Blocks can't communicate between each other since they may be on different SMX processor engines (SIMD units). Also, kernels can't communicate either according to spec. CUDA doesn't guarantee the order of kernel scheduling - but it is possible via undefined behavior with spinlocks.
Generally speaking - larger problem sizes should be better for you. GPUs suck at small individual tasks, starting and stopping the kernels [from the CPU] is expensive. They are good when they are doing as big a task as possible (asymptotically to a limit). Memory size will limit how big a data set you can work on, which will limit your total speedup. So overall, less memory usage = better speed.
You run lots and lots of threads at any time. GPUs are designed around the idea of massive threading, easily run dozens of threads per actual core. This covers up the massive latency when you need to go off-chip to load from global memory. You might run 10,000 threads in a program, and most of them will be sleeping while waiting for their data to load. When all threads in a warp are in READY state, the warp is scheduled and will execute.
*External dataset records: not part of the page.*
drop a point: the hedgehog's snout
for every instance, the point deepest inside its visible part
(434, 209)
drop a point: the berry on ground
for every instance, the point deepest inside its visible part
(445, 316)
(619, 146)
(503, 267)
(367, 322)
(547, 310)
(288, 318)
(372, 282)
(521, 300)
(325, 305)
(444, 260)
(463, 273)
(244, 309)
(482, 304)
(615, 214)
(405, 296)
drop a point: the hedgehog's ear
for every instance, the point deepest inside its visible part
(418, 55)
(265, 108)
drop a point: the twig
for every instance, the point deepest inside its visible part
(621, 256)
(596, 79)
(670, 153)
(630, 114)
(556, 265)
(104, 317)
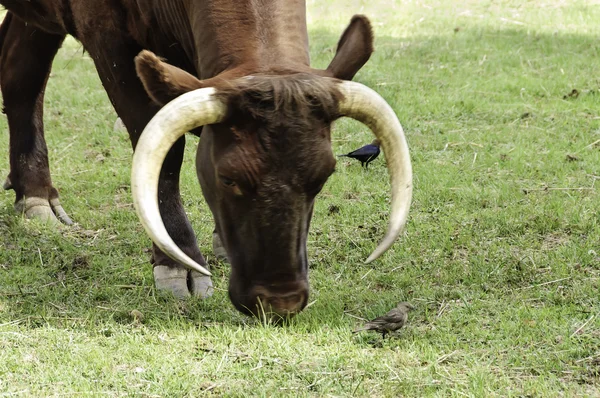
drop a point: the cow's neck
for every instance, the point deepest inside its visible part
(251, 35)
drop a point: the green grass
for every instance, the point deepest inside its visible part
(501, 254)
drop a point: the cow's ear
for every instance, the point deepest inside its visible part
(163, 82)
(354, 49)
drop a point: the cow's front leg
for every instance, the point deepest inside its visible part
(25, 63)
(115, 65)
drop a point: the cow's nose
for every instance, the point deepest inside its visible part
(276, 306)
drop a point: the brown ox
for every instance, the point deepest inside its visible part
(238, 68)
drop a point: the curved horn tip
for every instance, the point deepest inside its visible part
(201, 269)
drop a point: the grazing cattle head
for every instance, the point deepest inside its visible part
(264, 154)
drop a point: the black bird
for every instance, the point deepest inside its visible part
(365, 154)
(390, 322)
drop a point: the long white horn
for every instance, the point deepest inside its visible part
(186, 112)
(368, 107)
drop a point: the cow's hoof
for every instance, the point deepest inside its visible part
(201, 284)
(7, 184)
(171, 279)
(218, 248)
(42, 209)
(175, 280)
(119, 125)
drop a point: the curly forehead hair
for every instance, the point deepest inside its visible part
(278, 101)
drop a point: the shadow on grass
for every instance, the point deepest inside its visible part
(65, 279)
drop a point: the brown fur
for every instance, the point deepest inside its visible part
(259, 170)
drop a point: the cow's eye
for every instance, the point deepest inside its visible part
(228, 182)
(231, 185)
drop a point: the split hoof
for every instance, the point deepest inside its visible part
(218, 248)
(201, 285)
(41, 209)
(175, 280)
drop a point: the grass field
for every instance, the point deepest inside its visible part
(500, 101)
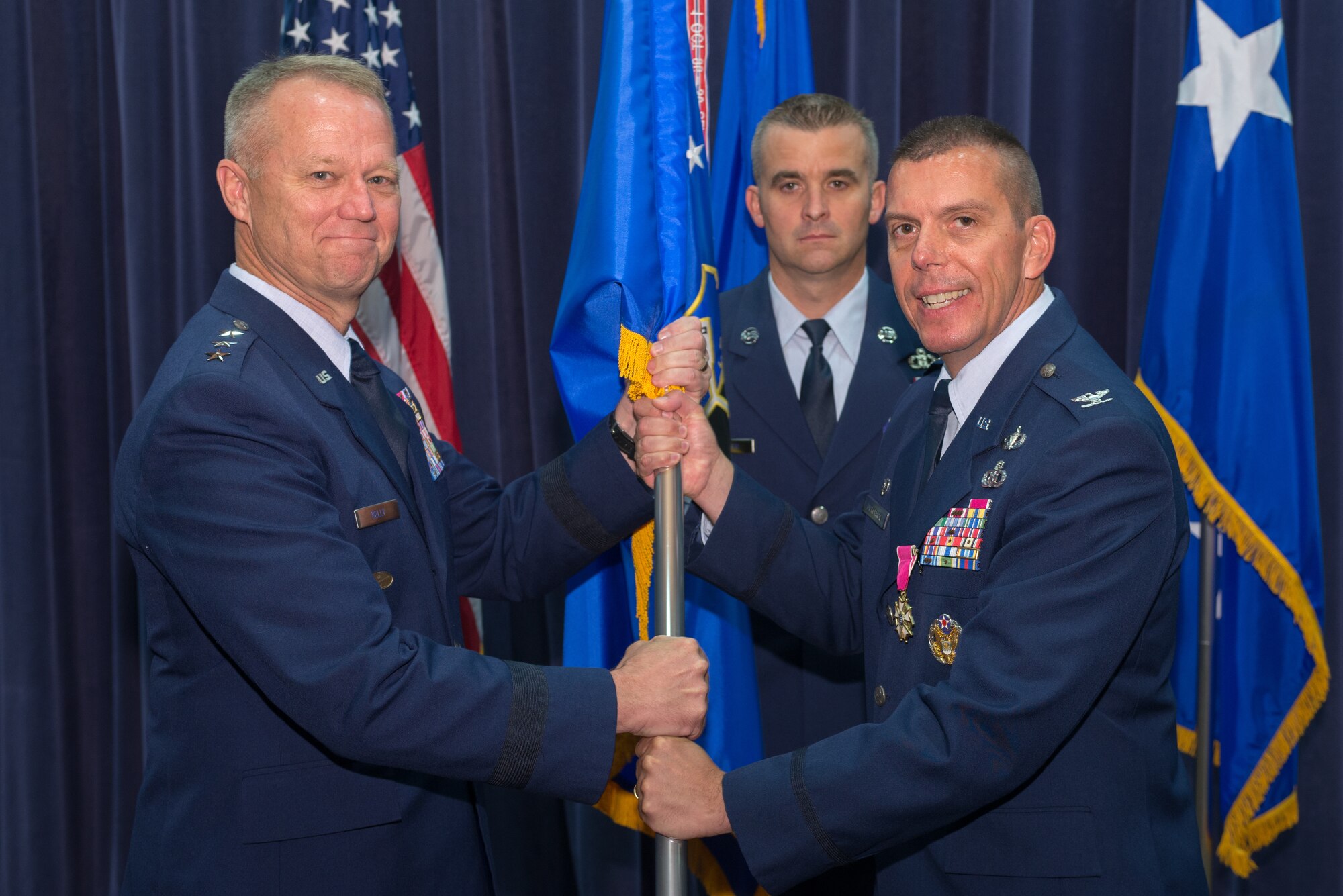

As you note, GPUs don't work well when the threads are doing different stuff. For example, any threads that don't follow an "if" statement will just idle - because all threads in a warp execute in lockstep. They are masked off and their instructions don't affect their registers. If there are N different paths through the code, you will run it N times.
Architecture is critical to understand because this is actually bare-metal programming, like a microcontroller. There are very few niceties here. Memory is not zeroed between runs (actually not even during a soft PC restart). There is no virtual memory segmentation. Illegal accesses may not even throw, or they may trash your OS's viewport, crash the drivers, etc. And if you don't code around the architecture's limitations, your performance will suck balls.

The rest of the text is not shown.